What is Approval Sequence?
Definition
An Approval Sequence is the ordered progression of approval steps that a transaction, request, or document must follow before it is finalized. Each step in the sequence represents a specific authority level, ensuring that financial decisions are reviewed in a controlled and logical order. Approval sequences are widely applied in processes such as invoice approval workflow, procurement, and financial reporting to maintain governance and accuracy.
How Approval Sequence Works
An Approval Sequence ensures that approvals occur in a strict order, where each step must be completed before the next begins. This sequential structure prevents bypassing of controls and ensures proper validation at every stage.
Step-by-step routing: Requests move through a defined multi-level approval workflow
Role-based validation: Each stage is assigned to a specific authority or team
Conditional progression: Advancement depends on approval completion and rule checks
Controlled execution: Final actions such as payments or postings occur only after full approval
Audit visibility: Each step supports transparency in reconciliation controls
Core Components of Approval Sequence
A robust approval sequence is built on structured components that define how decisions are evaluated and approved across financial workflows.

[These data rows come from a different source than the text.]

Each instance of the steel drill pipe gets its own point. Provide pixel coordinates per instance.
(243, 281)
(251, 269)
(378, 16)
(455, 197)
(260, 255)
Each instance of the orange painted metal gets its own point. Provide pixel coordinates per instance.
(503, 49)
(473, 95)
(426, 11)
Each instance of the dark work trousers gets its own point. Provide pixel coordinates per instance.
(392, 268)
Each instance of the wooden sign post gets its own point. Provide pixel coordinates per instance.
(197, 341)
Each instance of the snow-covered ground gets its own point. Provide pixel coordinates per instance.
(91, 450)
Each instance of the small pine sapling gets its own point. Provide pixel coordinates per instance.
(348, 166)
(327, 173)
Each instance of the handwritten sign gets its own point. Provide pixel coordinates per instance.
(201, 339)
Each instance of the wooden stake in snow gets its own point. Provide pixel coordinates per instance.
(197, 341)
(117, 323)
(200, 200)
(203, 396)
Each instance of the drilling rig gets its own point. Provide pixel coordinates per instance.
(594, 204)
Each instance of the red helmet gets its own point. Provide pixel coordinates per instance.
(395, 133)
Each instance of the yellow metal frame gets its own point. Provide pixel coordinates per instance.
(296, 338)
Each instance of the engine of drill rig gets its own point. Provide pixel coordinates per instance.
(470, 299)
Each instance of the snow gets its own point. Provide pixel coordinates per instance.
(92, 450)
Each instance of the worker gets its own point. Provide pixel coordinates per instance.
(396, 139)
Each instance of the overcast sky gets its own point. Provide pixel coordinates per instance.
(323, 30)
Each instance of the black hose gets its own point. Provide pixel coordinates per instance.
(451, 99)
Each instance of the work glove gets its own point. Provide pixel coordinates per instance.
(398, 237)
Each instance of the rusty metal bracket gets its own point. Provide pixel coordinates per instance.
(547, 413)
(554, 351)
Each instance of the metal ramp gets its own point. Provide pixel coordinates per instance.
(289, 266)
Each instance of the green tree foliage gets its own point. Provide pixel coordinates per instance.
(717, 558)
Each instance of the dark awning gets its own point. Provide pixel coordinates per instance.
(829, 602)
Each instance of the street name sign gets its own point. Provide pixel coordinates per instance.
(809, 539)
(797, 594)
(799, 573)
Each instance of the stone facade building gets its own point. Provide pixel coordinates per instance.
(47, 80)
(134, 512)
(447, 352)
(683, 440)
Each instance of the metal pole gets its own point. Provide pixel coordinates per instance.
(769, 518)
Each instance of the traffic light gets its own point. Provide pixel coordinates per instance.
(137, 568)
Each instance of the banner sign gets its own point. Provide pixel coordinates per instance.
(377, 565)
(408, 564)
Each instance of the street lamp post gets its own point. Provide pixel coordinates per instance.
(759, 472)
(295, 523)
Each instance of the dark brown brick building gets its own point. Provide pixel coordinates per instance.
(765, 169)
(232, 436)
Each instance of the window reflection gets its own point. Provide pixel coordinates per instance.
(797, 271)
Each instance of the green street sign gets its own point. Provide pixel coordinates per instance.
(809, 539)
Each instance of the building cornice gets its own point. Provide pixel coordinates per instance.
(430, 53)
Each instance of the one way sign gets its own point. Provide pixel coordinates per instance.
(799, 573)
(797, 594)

Sequential hierarchy: Clearly defined order of approvers
Approval criteria: Conditions based on value, category, or risk
Threshold mapping: Alignment with a procurement approval matrix
System integration: Coordination with payment approval automation and related systems
Control checkpoints: Built-in validation points for compliance and accuracy
Types of Approval Sequences
Organizations tailor approval sequences based on transaction complexity and governance requirements.
Fixed sequence: A predefined order that remains constant across transactions
Dynamic sequence: Adjusts based on transaction attributes such as value or department
Conditional sequence: Changes based on rules like exceptions or risk indicators
Role-driven sequence: Determined by positions such as managers, finance heads, or controllers
Hybrid sequence: Combines fixed and dynamic elements for flexibility
Practical Use Cases
Approval Sequences are essential in ensuring structured validation across various financial operations.
Accounts payable: Sequential validation within invoice processing before payment release
Expense management: Stepwise approvals in expense approval workflow
Procurement: Ensuring purchase requests pass through contract approval workflow
Inventory control: Managing approvals in inventory approval workflow
Financial reporting: Validating entries through journal approval workflow
Business Impact and Outcomes
Approval Sequences enhance financial discipline by enforcing structured validation before decisions are executed. This leads to improved reliability and consistency in financial operations.
Key outcomes include:
Improved accuracy in financial approvals and reduced errors
Greater transparency across approval stages
Alignment with cash flow forecasting and spending control strategies
Enhanced oversight in vendor management and procurement activities
Strengthened compliance with internal and external financial policies
Best Practices for Designing Approval Sequences
An effective approval sequence balances control with efficiency while ensuring adaptability to evolving business needs.
Define clear order of approvals: Avoid ambiguity in sequencing
Align thresholds with authority: Use structures like credit approval authority
Enable dynamic adjustments: Adapt sequences based on transaction complexity
Ensure integration: Connect with systems handling payment approval automation
Continuously review: Optimize sequences based on operational performance
Summary
An Approval Sequence ensures that financial and operational decisions follow a defined order of validation before execution. By enforcing structured, step-by-step approvals, organizations enhance control, transparency, and compliance. It plays a critical role in improving financial accuracy, supporting governance, and aligning decisions with overall business performance.